Futurists spoke of an opera d’arte totale, a term appropriated from Wagner’s Gesamtkunstwerke, or a total work of art that is a creation using multiple existing art forms to create a new one. That is what opera was. Like Futurism, opera was born of theories and it required a revolutionary genius—Claudio Monteverdi—to liberate it from the theoretical and give it flesh and blood. I don’t think Futurism ever had a revolutionary genius.

The Italian Futurists, after an initial flirtation with Wagnerian ideas, ultimately rejected him as being of the past. Futurist composer Luigi Russolo created a rather theoretical composition called The Art of Noise in 1913 that you can listen to here in a 1924 recording.

 

The text is in Italian first but a good English translation appears at 1’23”. Russolo's works were performed in Paris and attracted the attention of Maurice Ravel. To me a more fully realized use of noise in music is Gershwin’s An American in Paris written in 1928.

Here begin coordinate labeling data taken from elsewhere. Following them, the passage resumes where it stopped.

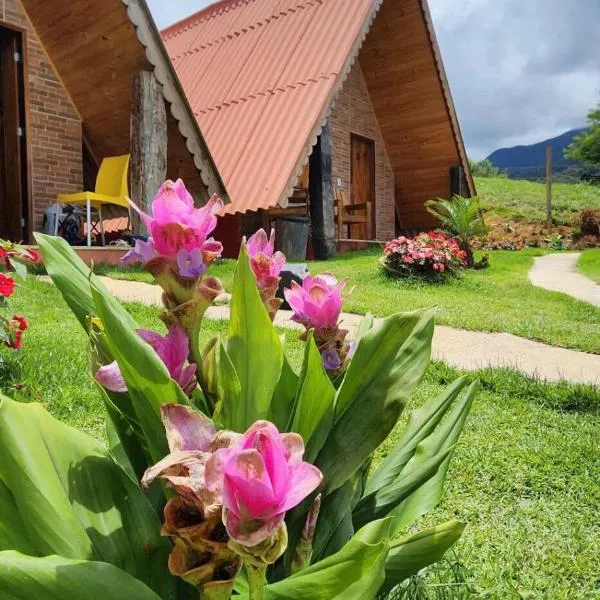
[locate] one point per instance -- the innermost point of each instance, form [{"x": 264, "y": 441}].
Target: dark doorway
[
  {"x": 14, "y": 211},
  {"x": 363, "y": 184}
]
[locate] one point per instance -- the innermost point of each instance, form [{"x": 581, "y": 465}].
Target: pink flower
[
  {"x": 176, "y": 224},
  {"x": 317, "y": 302},
  {"x": 260, "y": 478},
  {"x": 172, "y": 349},
  {"x": 265, "y": 262}
]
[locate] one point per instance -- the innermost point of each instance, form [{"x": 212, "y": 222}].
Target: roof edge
[
  {"x": 330, "y": 102},
  {"x": 450, "y": 106},
  {"x": 156, "y": 53}
]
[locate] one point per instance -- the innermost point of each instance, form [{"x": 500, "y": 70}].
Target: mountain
[{"x": 528, "y": 162}]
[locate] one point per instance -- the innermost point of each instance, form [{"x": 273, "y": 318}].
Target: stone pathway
[
  {"x": 559, "y": 273},
  {"x": 469, "y": 350}
]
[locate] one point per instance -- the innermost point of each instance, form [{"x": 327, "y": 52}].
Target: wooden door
[
  {"x": 362, "y": 184},
  {"x": 12, "y": 181}
]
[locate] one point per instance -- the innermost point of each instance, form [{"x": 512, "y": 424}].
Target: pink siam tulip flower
[
  {"x": 260, "y": 478},
  {"x": 317, "y": 303},
  {"x": 177, "y": 225},
  {"x": 173, "y": 351},
  {"x": 265, "y": 262},
  {"x": 266, "y": 265}
]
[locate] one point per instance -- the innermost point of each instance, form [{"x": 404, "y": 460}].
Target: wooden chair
[
  {"x": 347, "y": 215},
  {"x": 111, "y": 188}
]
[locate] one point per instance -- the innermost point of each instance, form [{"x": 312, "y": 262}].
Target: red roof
[{"x": 260, "y": 76}]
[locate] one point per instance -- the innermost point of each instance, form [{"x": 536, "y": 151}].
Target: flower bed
[
  {"x": 266, "y": 487},
  {"x": 429, "y": 255}
]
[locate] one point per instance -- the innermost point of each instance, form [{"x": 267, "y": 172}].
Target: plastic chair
[{"x": 111, "y": 188}]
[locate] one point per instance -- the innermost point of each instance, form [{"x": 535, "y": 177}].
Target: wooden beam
[
  {"x": 321, "y": 197},
  {"x": 148, "y": 134}
]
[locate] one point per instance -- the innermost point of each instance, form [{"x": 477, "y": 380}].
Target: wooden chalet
[{"x": 356, "y": 85}]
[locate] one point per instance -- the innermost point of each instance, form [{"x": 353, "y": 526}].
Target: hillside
[{"x": 528, "y": 162}]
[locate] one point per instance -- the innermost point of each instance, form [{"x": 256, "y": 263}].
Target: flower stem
[{"x": 256, "y": 581}]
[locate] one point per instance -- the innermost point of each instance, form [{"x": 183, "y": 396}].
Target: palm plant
[{"x": 460, "y": 217}]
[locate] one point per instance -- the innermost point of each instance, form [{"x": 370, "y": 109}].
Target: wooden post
[
  {"x": 549, "y": 186},
  {"x": 321, "y": 197},
  {"x": 148, "y": 140}
]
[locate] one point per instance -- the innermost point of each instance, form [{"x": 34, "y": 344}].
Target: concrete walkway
[
  {"x": 469, "y": 350},
  {"x": 558, "y": 273}
]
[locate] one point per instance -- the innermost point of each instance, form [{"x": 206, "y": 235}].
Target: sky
[{"x": 520, "y": 71}]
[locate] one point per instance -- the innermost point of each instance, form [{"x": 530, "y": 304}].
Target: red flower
[
  {"x": 20, "y": 322},
  {"x": 7, "y": 285}
]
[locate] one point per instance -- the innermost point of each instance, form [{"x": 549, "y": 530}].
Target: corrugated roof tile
[{"x": 260, "y": 75}]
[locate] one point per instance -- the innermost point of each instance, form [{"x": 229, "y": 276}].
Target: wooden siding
[
  {"x": 95, "y": 51},
  {"x": 410, "y": 99}
]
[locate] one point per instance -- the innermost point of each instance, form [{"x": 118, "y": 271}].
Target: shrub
[
  {"x": 589, "y": 221},
  {"x": 429, "y": 255},
  {"x": 460, "y": 217}
]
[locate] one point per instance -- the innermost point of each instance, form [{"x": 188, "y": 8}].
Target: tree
[
  {"x": 586, "y": 147},
  {"x": 485, "y": 168}
]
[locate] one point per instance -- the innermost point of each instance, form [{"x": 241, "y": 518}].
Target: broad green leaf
[
  {"x": 421, "y": 423},
  {"x": 13, "y": 534},
  {"x": 365, "y": 325},
  {"x": 388, "y": 364},
  {"x": 282, "y": 403},
  {"x": 19, "y": 268},
  {"x": 416, "y": 551},
  {"x": 335, "y": 508},
  {"x": 443, "y": 439},
  {"x": 253, "y": 346},
  {"x": 72, "y": 278},
  {"x": 74, "y": 500},
  {"x": 314, "y": 401},
  {"x": 381, "y": 503},
  {"x": 229, "y": 411},
  {"x": 355, "y": 572},
  {"x": 149, "y": 384},
  {"x": 57, "y": 578}
]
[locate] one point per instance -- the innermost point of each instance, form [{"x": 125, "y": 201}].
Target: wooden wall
[
  {"x": 409, "y": 97},
  {"x": 95, "y": 51}
]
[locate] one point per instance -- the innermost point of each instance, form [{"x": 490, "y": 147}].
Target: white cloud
[{"x": 520, "y": 70}]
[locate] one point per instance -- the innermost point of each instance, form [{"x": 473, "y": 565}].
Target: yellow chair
[{"x": 111, "y": 188}]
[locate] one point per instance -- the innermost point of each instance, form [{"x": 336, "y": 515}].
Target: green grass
[
  {"x": 589, "y": 264},
  {"x": 526, "y": 200},
  {"x": 525, "y": 476},
  {"x": 498, "y": 299}
]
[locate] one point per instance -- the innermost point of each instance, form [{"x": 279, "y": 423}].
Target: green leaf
[
  {"x": 336, "y": 508},
  {"x": 72, "y": 278},
  {"x": 74, "y": 500},
  {"x": 388, "y": 364},
  {"x": 416, "y": 551},
  {"x": 421, "y": 423},
  {"x": 229, "y": 391},
  {"x": 149, "y": 384},
  {"x": 364, "y": 327},
  {"x": 19, "y": 268},
  {"x": 314, "y": 401},
  {"x": 355, "y": 572},
  {"x": 386, "y": 499},
  {"x": 282, "y": 403},
  {"x": 13, "y": 535},
  {"x": 253, "y": 346},
  {"x": 443, "y": 439},
  {"x": 56, "y": 578}
]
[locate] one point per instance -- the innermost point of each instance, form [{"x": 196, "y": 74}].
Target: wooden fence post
[
  {"x": 148, "y": 140},
  {"x": 549, "y": 186}
]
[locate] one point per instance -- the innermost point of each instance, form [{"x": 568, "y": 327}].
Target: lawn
[
  {"x": 497, "y": 299},
  {"x": 525, "y": 476},
  {"x": 521, "y": 200},
  {"x": 589, "y": 264}
]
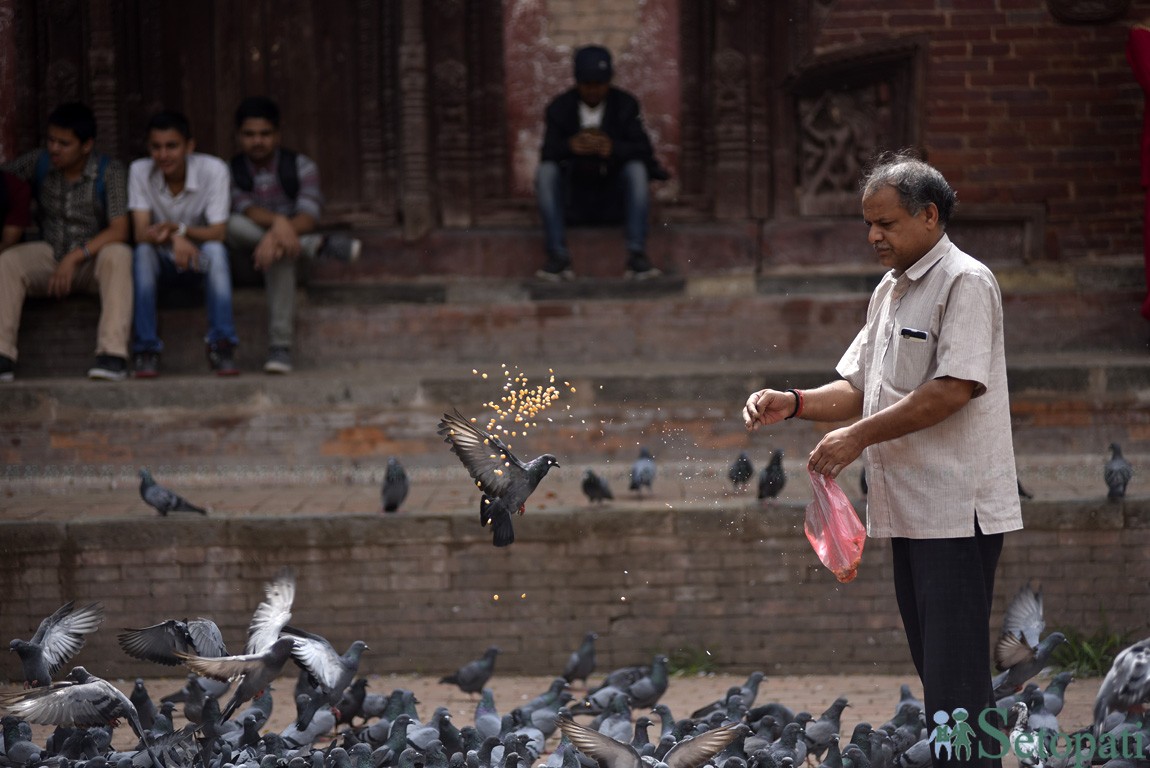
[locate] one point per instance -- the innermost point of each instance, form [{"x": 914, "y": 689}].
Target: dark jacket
[{"x": 621, "y": 122}]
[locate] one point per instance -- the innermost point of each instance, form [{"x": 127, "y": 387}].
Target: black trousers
[{"x": 944, "y": 590}]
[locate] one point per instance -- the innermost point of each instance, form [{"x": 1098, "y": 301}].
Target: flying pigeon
[
  {"x": 505, "y": 481},
  {"x": 581, "y": 662},
  {"x": 79, "y": 700},
  {"x": 56, "y": 639},
  {"x": 163, "y": 500},
  {"x": 741, "y": 471},
  {"x": 643, "y": 471},
  {"x": 1118, "y": 473},
  {"x": 330, "y": 672},
  {"x": 474, "y": 675},
  {"x": 687, "y": 753},
  {"x": 1126, "y": 686},
  {"x": 395, "y": 485},
  {"x": 772, "y": 478},
  {"x": 161, "y": 642},
  {"x": 595, "y": 488}
]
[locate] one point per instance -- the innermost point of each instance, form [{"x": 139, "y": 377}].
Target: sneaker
[
  {"x": 557, "y": 269},
  {"x": 639, "y": 267},
  {"x": 222, "y": 358},
  {"x": 146, "y": 365},
  {"x": 108, "y": 368},
  {"x": 340, "y": 247},
  {"x": 278, "y": 361}
]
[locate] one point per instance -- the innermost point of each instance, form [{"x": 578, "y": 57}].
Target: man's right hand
[
  {"x": 184, "y": 253},
  {"x": 767, "y": 407}
]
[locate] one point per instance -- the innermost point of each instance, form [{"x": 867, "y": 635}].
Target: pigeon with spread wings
[{"x": 505, "y": 481}]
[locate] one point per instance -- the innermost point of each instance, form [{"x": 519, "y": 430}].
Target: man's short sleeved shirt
[{"x": 941, "y": 317}]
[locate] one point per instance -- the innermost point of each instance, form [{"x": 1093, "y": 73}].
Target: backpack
[
  {"x": 286, "y": 170},
  {"x": 44, "y": 164}
]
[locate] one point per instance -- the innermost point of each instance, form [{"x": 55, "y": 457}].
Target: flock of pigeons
[{"x": 227, "y": 703}]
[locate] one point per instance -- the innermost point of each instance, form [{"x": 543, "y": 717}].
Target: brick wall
[
  {"x": 428, "y": 592},
  {"x": 1020, "y": 108}
]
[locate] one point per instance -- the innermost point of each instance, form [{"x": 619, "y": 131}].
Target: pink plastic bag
[{"x": 834, "y": 529}]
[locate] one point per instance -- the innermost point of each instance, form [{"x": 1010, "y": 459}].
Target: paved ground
[{"x": 872, "y": 697}]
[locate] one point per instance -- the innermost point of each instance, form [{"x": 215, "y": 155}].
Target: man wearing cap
[{"x": 595, "y": 166}]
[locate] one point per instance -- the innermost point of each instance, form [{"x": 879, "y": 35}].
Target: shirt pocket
[{"x": 914, "y": 354}]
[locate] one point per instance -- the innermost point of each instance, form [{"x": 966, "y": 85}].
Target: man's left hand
[
  {"x": 835, "y": 451},
  {"x": 60, "y": 283}
]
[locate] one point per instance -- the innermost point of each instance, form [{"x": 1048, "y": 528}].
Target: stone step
[
  {"x": 359, "y": 415},
  {"x": 718, "y": 316}
]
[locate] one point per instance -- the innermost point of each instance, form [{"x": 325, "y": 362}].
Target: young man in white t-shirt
[{"x": 179, "y": 201}]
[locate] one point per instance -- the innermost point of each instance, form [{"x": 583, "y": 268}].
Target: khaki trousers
[{"x": 25, "y": 270}]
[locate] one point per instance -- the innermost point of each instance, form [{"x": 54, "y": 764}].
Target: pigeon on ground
[
  {"x": 503, "y": 478},
  {"x": 581, "y": 662},
  {"x": 474, "y": 675},
  {"x": 1118, "y": 473},
  {"x": 772, "y": 478},
  {"x": 1013, "y": 678},
  {"x": 688, "y": 753},
  {"x": 643, "y": 471},
  {"x": 163, "y": 500},
  {"x": 79, "y": 700},
  {"x": 161, "y": 642},
  {"x": 1126, "y": 686},
  {"x": 395, "y": 485},
  {"x": 56, "y": 639},
  {"x": 595, "y": 488},
  {"x": 329, "y": 670},
  {"x": 741, "y": 471}
]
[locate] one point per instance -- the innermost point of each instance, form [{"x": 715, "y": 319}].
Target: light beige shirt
[{"x": 941, "y": 317}]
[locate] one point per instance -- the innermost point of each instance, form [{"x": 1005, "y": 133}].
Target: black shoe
[
  {"x": 108, "y": 368},
  {"x": 146, "y": 365},
  {"x": 222, "y": 358},
  {"x": 557, "y": 269},
  {"x": 639, "y": 267}
]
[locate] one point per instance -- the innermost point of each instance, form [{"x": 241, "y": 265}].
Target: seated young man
[
  {"x": 82, "y": 214},
  {"x": 276, "y": 206},
  {"x": 179, "y": 201},
  {"x": 595, "y": 166}
]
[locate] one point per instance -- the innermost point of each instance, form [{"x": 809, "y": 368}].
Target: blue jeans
[
  {"x": 154, "y": 269},
  {"x": 551, "y": 194}
]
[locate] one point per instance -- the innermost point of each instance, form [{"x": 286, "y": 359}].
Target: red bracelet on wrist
[{"x": 798, "y": 404}]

Francesco Balilla Pratella (1880-1955) was from Lugo, in Romagna, the same town where Rossini had important family roots. He wrote what is probably the most important Futurist opera, L’Aviatore Dro (Dro, the Aviator) in the second decade of the 20th century. While the opera sounds like it is of its time, it draws in some way on the Wagnerian trope of redemption through death—in this case of an aviator. In the interesting article in the exhibition catalogue by Giovanni Lista about Futurism and music, we learn that the opera is about “A man who atones for his vices through his death, thus rejuvenating nature and humanity with his blood.” Listen to the Intermezzo from the opera and come to your own conclusions. The work was conducted by Gianandrea Gavazzeni not long before his death in 1996. I think this opera could fly today if presented by an adventurous opera company that can invest in its future by looking to the past.